In March, voters elected Schlein to lead Italy’s Democratic Party (PD) as its secretary. Particularly following Meloni’s victory last September, the PD has struggled to find its identity. From winning more than 12 million votes in Italy’s 2008 elections, the party won just 5.5 million last year.
Schlein has promised to change all that – but not without shaking up the status quo. She ran as an unapologetic leftist and in defiance of the party establishment, advocating a radical agenda on everything from abortion and assisted suicide to legalizing drugs and pushing radical gender theory.
These extreme positions clearly activated some disaffected left-wing voters in Italy – more than 500,000 people who were not PD members voted in the party primary.
Shlein has been something of a political nomad throughout her career. After starting her career as a PD party activist, she quit the party eight years ago, only returning in 2022. She also volunteered for Barack Obama’s presidential campaigns in 2008 and 2012, where she trained other volunteers.
Like the U.S. President she once worked for, Schlein has become a media darling. She enjoyed a glowing Vogue profile late last month. The New York Times also has declared that Schlein has “catapulted Italy, which long seemed a Country for Old Men, into markedly different territory.”
As leader of the PD, Schlein will hope to use her party’s influence in strategically important regions of Italy – including populous cities like Rome, Milan, Turin, Bologna, Florence, Naples, and Bari – to expand the party’s influence. She also has a staunch ally in the European Parliament (EP), which leftists continue to dominate. Just last week, the EP criticized Meloni and other conservative leaders in Hungary and Poland for their supposedly “anti-LGBTQ” rhetoric.
But Schlein has her work cut out for her when it comes to making a case against the concrete successes of the Meloni administration.
Those fears are perhaps best captured by the term “Melonomics,” recently coined by conservative Italian newspaper Il Giornale to describe Meloni’s economic policies, which the paper likens to President Ronald Reagan’s. After six months in office, Meloni has established three pillars for growth: tax cuts and rules transparency, no government bailouts, and a merit-focused labor market.
In addition, Meloni’s immigration policy and treatment of African nations has also proved popular with voters and shaken the liberal establishment in Europe.

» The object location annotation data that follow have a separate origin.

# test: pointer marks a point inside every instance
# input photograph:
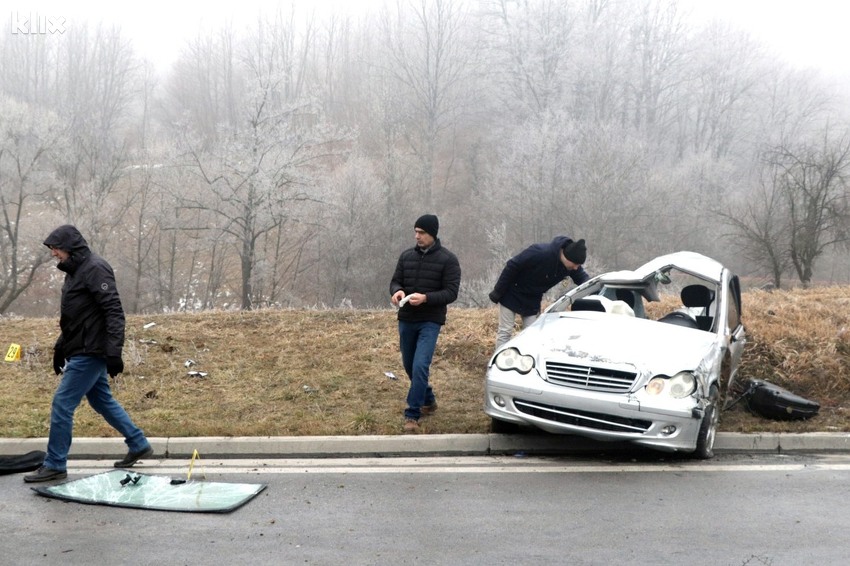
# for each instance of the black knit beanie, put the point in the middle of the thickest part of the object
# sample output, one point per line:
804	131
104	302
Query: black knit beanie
429	223
576	252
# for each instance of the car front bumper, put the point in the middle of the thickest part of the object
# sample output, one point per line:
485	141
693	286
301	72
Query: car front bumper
663	424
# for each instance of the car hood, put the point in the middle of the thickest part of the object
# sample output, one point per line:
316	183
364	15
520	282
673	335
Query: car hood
651	347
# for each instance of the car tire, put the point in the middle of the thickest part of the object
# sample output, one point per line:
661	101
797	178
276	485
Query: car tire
503	427
708	426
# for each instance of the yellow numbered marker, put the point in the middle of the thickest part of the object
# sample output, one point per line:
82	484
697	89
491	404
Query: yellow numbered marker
14	353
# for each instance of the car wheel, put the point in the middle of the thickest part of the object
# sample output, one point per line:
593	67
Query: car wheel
503	427
708	426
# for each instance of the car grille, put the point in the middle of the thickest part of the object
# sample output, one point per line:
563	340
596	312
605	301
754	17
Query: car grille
586	419
589	377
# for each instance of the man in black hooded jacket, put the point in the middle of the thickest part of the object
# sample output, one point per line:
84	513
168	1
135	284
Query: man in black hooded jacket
88	348
528	275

With many strategies similar to those employed by former U.S. President Donald Trump in the United States, Meloni has prioritized deterring illegal immigration, stressing that European policies of processing massive asylum claims and taking a lax approach toward illegal immigration have failed.

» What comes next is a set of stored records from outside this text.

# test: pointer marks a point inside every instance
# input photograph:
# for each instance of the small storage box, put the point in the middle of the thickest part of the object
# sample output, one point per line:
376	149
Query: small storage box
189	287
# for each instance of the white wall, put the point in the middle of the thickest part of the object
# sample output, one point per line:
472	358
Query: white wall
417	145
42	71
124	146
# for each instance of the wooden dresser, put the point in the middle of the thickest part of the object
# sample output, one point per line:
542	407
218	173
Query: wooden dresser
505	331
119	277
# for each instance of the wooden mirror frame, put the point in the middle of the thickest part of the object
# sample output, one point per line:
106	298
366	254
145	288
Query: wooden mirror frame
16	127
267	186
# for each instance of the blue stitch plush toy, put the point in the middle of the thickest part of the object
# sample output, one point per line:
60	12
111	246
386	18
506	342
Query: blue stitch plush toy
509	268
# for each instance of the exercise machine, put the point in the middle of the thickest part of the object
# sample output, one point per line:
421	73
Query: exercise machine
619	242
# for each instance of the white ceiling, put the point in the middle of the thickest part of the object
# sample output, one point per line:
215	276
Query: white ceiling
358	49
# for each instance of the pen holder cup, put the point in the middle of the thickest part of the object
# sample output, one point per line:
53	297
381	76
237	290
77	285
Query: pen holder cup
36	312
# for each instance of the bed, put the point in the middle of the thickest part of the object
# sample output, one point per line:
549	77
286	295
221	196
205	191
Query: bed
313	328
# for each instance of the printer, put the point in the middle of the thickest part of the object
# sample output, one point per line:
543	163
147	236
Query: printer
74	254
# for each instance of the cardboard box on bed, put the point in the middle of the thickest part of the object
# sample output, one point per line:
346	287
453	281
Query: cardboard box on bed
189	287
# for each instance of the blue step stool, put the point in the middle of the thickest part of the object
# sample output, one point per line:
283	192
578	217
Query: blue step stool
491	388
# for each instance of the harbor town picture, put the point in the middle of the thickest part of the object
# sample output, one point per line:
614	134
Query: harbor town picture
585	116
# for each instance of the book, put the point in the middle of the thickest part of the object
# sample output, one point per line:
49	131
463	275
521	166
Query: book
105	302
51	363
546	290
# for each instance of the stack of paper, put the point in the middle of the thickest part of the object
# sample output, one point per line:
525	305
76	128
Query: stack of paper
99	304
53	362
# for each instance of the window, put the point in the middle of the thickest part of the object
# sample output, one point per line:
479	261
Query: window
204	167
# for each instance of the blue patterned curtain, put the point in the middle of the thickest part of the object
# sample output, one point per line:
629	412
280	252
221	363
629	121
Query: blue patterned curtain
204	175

Meloni has also called on the rest of Europe to stop treating Africa as its “economic lifeline,” which she argues only exacerbates problems in African countries. “We need to strengthen relations with African countries, not with the eyes of a colonizer, but sitting on an equal footing,” Meloni explained early in her tenure. Those comments were a direct criticism of the French-led African Financial Community, which she called “a euphemism for Paris colonies.”
The blunt rhetoric and consistent attitude have worked wonders for Italy. In just a few months, Meloni has signed natural gas contracts with Libya and Algeria, allowing Italy to gain energy independence from Russian supplies by 2025 and transforming Italy into an energy hub for Europe. Ethiopia, Sudan, Libya, and Algeria are now also actively working with Italian officials to decrease illegal immigration.

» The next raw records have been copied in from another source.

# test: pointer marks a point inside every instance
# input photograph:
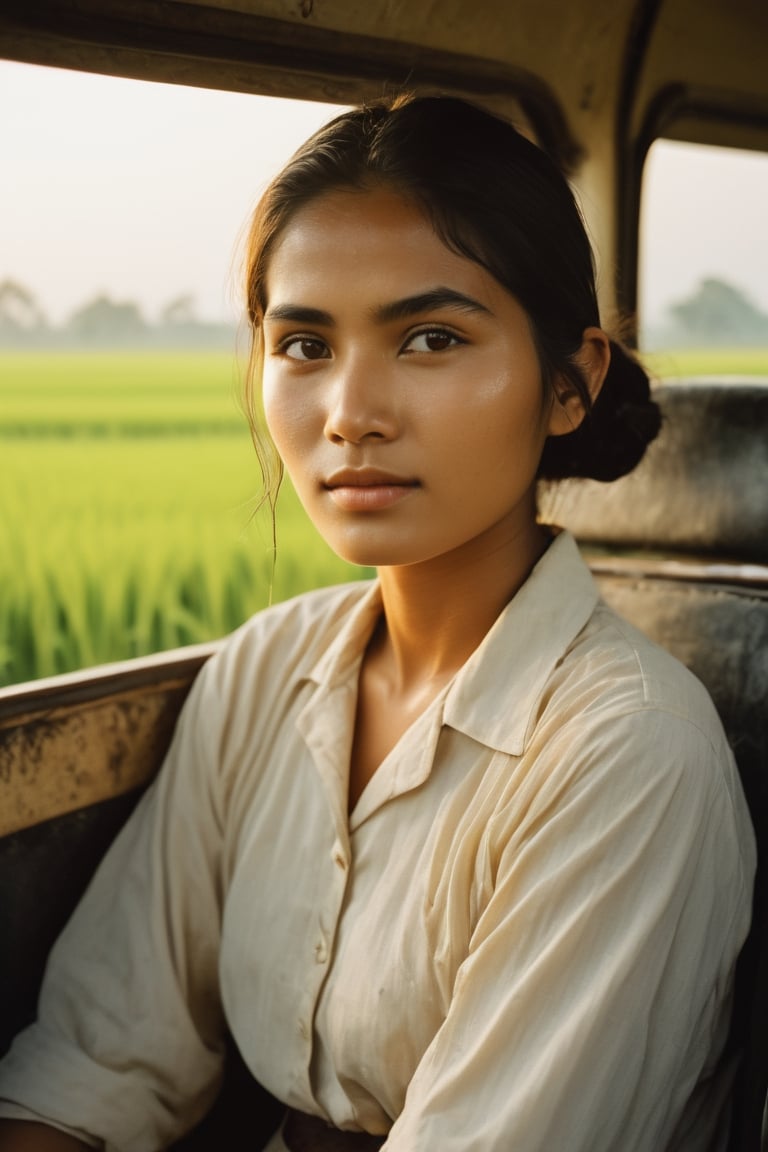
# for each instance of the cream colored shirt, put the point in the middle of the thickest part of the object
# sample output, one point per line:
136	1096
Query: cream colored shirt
522	940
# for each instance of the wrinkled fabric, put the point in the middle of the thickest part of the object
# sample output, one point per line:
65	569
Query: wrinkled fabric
523	937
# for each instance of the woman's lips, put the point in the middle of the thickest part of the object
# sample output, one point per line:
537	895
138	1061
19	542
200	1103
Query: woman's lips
367	490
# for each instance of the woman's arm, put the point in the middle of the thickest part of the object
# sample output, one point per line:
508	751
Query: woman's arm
27	1136
595	994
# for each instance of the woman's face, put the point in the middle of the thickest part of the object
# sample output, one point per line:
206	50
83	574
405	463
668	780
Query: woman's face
401	385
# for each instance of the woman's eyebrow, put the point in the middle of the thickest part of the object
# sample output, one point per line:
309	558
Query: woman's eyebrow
299	313
383	313
426	301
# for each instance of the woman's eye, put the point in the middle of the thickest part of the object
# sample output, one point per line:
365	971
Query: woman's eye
431	340
304	348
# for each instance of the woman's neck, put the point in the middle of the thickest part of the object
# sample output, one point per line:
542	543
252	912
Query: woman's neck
438	612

Meloni’s success has also seemingly invigorated other conservative parties in Europe. In Sweden and Finland, conservatives have campaigned on a similar platform as Meloni, emphasizing energy independence and cutting spending – two hallmarks of Melonomics. Meloni’s success has also motivated the Spanish conservative party, Vox, to challenge the immigration and debt records of the socialist government led by Prime Minister Pedro Sanchez.
With little of substance to run on, the left in Italy has resorted to nasty personal attacks on Meloni and even her family. Recently, a daily newspaper associated with the PD published on its front page a cartoon mocking Meloni’s sister, who is passionate about protecting family and the freedom of religion. Meloni confirmed that the paper attacked “a person who does not hold public office, guilty above all of being my sister,” saying that the silence of those responsible was deafening.
The media both inside and outside of Italy have also baselessly continued to slander Meloni as a “racist” and a “fascist,” leveling the same attacks against her that so many Republican politicians experience in the United States.
Despite all this, however, Meloni has continued to perform well in the polls, and her government continues to deliver policy wins. It seems that Schlein will have to find a way to win the support of more than just far-left activists and the liberal media if she hopes to fulfill her ambitions.
Ben Solis is the pen name of an international affairs journalist, historian, and researcher.